La microscopie à capture laser a été utilisée pour isoler 292 glandes de l'endomètre à partir d'échantillons de tissus utérins donnés par 28 femmes âgées de 19 à 81 ans, avant que l'ADN de chaque glande ne soit séquencé pour le génome entier.
L'équipe a ensuite recherché des mutations somatiques dans chaque glande en les comparant avec des séquences du génome entier d'autres tissus des mêmes individus.
Les chercheurs ont découvert qu'une proportion élevée de cellules portaient des mutations de conducteur, même si elles semblaient tout à fait normales au microscope. Bon nombre de ces mutations motrices semblent s'être produites tôt dans la vie, dans de nombreux cas pendant l'enfance.

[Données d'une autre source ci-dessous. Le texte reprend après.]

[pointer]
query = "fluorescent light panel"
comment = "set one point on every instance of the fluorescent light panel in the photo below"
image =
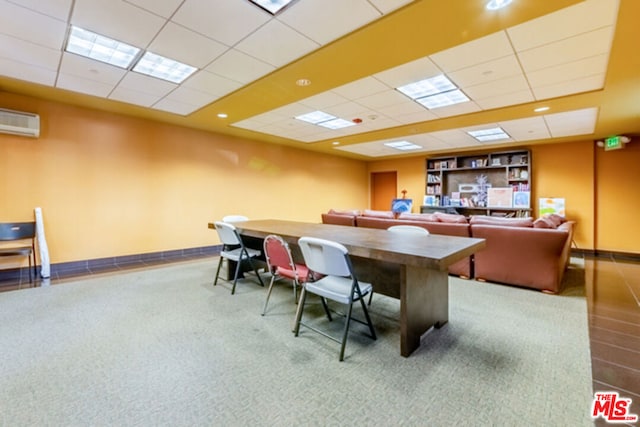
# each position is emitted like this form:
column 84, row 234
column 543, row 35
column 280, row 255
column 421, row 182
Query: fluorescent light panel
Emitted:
column 315, row 117
column 163, row 68
column 426, row 87
column 323, row 119
column 443, row 99
column 101, row 48
column 434, row 92
column 336, row 124
column 272, row 6
column 402, row 145
column 492, row 134
column 498, row 4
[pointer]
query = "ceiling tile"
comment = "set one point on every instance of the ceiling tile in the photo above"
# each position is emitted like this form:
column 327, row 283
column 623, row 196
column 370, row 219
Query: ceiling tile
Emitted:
column 581, row 18
column 190, row 96
column 472, row 53
column 27, row 25
column 24, row 52
column 456, row 109
column 116, row 19
column 419, row 116
column 134, row 97
column 239, row 66
column 82, row 85
column 410, row 72
column 569, row 71
column 512, row 98
column 386, row 6
column 58, row 9
column 361, row 88
column 528, row 129
column 31, row 73
column 384, row 99
column 310, row 17
column 577, row 122
column 146, row 84
column 164, row 8
column 584, row 84
column 351, row 110
column 503, row 86
column 486, row 72
column 567, row 50
column 211, row 83
column 175, row 107
column 323, row 100
column 225, row 21
column 185, row 46
column 276, row 44
column 89, row 69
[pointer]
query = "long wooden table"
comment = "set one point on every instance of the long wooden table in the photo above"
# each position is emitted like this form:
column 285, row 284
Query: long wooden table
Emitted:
column 411, row 268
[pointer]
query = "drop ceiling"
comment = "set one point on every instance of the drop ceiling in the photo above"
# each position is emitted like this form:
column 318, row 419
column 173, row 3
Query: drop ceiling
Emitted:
column 577, row 58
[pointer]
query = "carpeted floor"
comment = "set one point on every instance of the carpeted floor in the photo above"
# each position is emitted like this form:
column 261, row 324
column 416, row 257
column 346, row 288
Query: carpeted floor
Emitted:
column 162, row 346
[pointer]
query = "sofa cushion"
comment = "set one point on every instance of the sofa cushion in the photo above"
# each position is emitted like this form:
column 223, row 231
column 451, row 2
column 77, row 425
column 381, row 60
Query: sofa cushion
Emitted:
column 417, row 217
column 543, row 222
column 555, row 219
column 451, row 218
column 505, row 222
column 378, row 214
column 352, row 212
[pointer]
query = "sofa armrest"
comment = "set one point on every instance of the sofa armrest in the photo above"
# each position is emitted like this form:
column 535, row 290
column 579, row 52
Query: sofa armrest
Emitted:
column 529, row 257
column 338, row 219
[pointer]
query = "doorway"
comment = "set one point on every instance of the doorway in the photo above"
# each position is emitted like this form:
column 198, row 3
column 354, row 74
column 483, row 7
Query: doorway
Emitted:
column 384, row 187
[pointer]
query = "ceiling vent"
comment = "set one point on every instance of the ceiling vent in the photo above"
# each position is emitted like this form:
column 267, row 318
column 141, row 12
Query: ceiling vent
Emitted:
column 18, row 123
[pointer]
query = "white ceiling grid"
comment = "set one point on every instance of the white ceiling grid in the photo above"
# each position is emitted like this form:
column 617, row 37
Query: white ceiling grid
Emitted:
column 510, row 67
column 234, row 43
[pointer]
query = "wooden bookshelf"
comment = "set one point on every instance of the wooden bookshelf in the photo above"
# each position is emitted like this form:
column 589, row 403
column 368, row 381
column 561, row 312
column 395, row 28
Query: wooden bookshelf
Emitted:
column 455, row 184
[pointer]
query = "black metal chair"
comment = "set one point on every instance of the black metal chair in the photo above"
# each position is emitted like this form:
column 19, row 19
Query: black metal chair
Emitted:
column 15, row 235
column 233, row 249
column 339, row 284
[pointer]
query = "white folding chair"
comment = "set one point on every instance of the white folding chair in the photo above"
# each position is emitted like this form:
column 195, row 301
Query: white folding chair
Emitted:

Le Dr Luiza Moore, chercheur principal basé au Wellcome Sanger Institute, a déclaré:
L'endomètre humain est un tissu très dynamique qui subit de nombreux cycles de remodelage au cours des années de reproduction féminine. Nous avons identifié des mutations fréquentes de facteurs cancéreux dans l'endomètre normal et avons montré que de nombreux événements de ce type s'étaient produits tôt dans la vie, dans certains cas même avant l'adolescence. Au fil du temps, ces cellules souches mutantes accumulent d'autres mutations conductrices. «
Malgré la survenue précoce des premières mutations de cancer-conducteur, il faut plusieurs décennies pour qu'une cellule accumule les conducteurs restants qui mèneront au cancer invasif.
En règle générale, trois à six mutations pilotes dans la même cellule sont nécessaires pour que le cancer se développe. En tant que tel, la grande majorité des cellules normales présentant des mutations de conducteur ne se transforment jamais en cancers invasifs. Lorsqu'un cancer invasif se développe, il peut avoir évolué silencieusement en nous pendant la majeure partie de notre vie.
Le Dr Kourosh Saeb-Parsy, de l'Université de Cambridge et directeur du Cambridge Biorepository for Translational Medicine (CBTM), a déclaré: « L'incidence des cancers de l'utérus augmente régulièrement au Royaume-Uni depuis plusieurs décennies, afin de savoir quand et pourquoi les changements génétiques sont liés qu'un cancer survienne sera essentiel pour inverser cette tendance. Cette recherche est une étape importante et n'aurait pas été possible sans les personnes qui ont offert des échantillons précieux pour cette étude, y compris les donneurs de greffe et leurs familles. «
Le professeur Sir Mike Stratton, directeur du Wellcome Sanger Institute, a déclaré:
Les nouvelles technologies et approches pour étudier les mutations de l'ADN dans les tissus normaux fournissent des informations approfondies sur la procession des changements génétiques qui convertissent une cellule normale en cellule cancéreuse. Les résultats indiquent que, bien que la plupart des cancers surviennent à des âges relativement avancés, les changements génétiques qui les sous-tendent peuvent avoir commencé tôt dans la vie et nous avons peut-être incubé le cancer en développement pendant la majeure partie de notre vie. «
La source:
Wellcome Trust Sanger Institute
Référence de la revue:
Moore, L., et al. (2020) Le paysage mutationnel de l'épithélium endométrial humain normal. La nature. est ce que je.